Yes! Week 3 and I’m going to Jeju-do! No such thing as too much travelling!
Jeju was a complete escape from the city, an island twice the size of Singapore set aside for nature.
First day, we visited two craters! First, was Sangumburi Crater, which presented a vast field of silvergrass before the crater itself. While the silvergrass were still green, it was a lush sight and a peaceful walk up to the crater. The crater itself is covered in vegetation, a large indent in the ground, a remnant of an extinct volcano.
After that, we stopped by myeongjin jeonbok abalone restaurant, supposedly the best restaurant in Jeju. The restaurant only serves 4 items. Per our host’s reccomendation, we got the abalone rice and the grilled abalone. The abalone rice (10,000W) was served in a clay pot, with the rice mixed with pumpkin and slices of fresh abalone. The grilled abalone (30,000W) came with 11 sizzling abalones to feast on. Furthermore, this is possibly the only restaurant where mackeral is served as a side dish (not free flow though). Needless to say, this was a FEAST.
After the best meal in Jeju, we headed to sunrise peak, Seongsan Ilchulbong. This was a 20 minutes hike up to the view of the crater which was really worth the climb. There were many other korean tourists with us. Off the side of the crater, there’s also a small restaurant owned by a couple of Haenyeo, the Jeju female divers. They do demonstrations for free but unfortunately, the waves were especially choppy during our visit and hence, it was called off. The Haenyeo are living proof that your grandmother can be fitter than you. They were a lively bunch, selling their octopus and shellfish along the coast of a cliff.
On the second day, we visited the south city of Seogwipo. There, we visited the Olle daily market where we tried some black pig kebabs, jeju oranges, and bought some hallabong makgeolli and marinated raw crabs to snack on. These are Jeju specialties and definitely worth trying!

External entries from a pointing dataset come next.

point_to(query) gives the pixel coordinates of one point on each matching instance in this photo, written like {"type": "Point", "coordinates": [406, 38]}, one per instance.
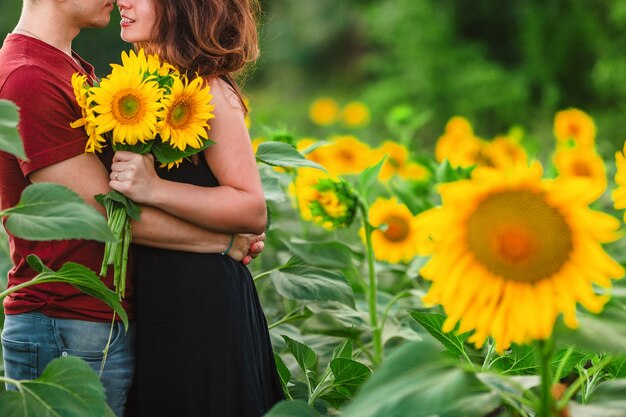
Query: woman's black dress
{"type": "Point", "coordinates": [203, 347]}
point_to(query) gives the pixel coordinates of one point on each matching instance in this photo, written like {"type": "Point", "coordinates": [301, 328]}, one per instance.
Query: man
{"type": "Point", "coordinates": [50, 320]}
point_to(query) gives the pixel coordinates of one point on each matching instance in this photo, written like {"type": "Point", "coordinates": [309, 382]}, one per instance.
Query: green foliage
{"type": "Point", "coordinates": [283, 155]}
{"type": "Point", "coordinates": [68, 387]}
{"type": "Point", "coordinates": [9, 138]}
{"type": "Point", "coordinates": [415, 381]}
{"type": "Point", "coordinates": [79, 276]}
{"type": "Point", "coordinates": [49, 211]}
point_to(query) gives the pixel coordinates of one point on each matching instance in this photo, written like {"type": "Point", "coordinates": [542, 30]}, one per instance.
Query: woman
{"type": "Point", "coordinates": [203, 347]}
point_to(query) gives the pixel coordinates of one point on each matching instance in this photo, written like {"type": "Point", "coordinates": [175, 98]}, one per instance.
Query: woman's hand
{"type": "Point", "coordinates": [246, 247]}
{"type": "Point", "coordinates": [134, 176]}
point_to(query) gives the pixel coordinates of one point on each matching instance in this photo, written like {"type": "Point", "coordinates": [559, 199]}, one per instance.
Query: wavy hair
{"type": "Point", "coordinates": [213, 38]}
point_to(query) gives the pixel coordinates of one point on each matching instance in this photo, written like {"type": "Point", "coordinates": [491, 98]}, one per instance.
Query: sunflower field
{"type": "Point", "coordinates": [446, 191]}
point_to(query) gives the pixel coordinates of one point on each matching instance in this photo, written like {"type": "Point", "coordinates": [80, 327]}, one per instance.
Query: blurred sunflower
{"type": "Point", "coordinates": [323, 200]}
{"type": "Point", "coordinates": [397, 237]}
{"type": "Point", "coordinates": [582, 163]}
{"type": "Point", "coordinates": [502, 152]}
{"type": "Point", "coordinates": [324, 111]}
{"type": "Point", "coordinates": [458, 144]}
{"type": "Point", "coordinates": [355, 114]}
{"type": "Point", "coordinates": [95, 141]}
{"type": "Point", "coordinates": [512, 251]}
{"type": "Point", "coordinates": [576, 125]}
{"type": "Point", "coordinates": [346, 155]}
{"type": "Point", "coordinates": [187, 112]}
{"type": "Point", "coordinates": [398, 163]}
{"type": "Point", "coordinates": [128, 105]}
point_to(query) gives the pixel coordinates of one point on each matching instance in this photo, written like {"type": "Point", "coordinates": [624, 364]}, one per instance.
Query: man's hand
{"type": "Point", "coordinates": [246, 247]}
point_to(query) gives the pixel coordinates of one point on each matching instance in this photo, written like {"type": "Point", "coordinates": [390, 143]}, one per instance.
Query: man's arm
{"type": "Point", "coordinates": [86, 175]}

For dinner, our host brought us to have Galchi Jorim, Cutlass fish braised in a extremely spicy yet extremely flavourful stew. This dish is the definition of shiok. The stew came with four big chunks of cutlass fish meat which was tender. However, bones line the sides and middle of the fish which definitely demands patience. Still, the reward was worth it.
On the third day, Typhoon Tapah wrought its rain upon Jeju and it poured heavy throughout the day. Hence, we went to manjanggul cave, a 1km walk through an underground lava tube. Underground, the temperatures dropped to 14 degrees and water dripped through cracks in the ceiling above us. The cave was dimly lit and an occasional draft swept through the tunnels now and then. It was certainly an atmospheric experience and one can easily lose track of time in the caves.
On the fourth day, Typhoon Tapah was closest to Jeju and so we stayed in, while strong winds and rain surrounded us. Thankfully, we were the winds died down in the night and our flight wasn’t cancelled! We thanked our hosts, and got on our flight back to the city.
Spending 4 days in Jeju was an experience of the slow life, and of a natural place. We take for granted many things: the speed of city life, our natural inclination to nature, Singapore’s freedom from natural disasters. Yet, Jeju was not all green and cheer. Jeju also was a city of protest against urbanisation, and an aging city suffering deep cultural loss. Still, there is beauty in that too.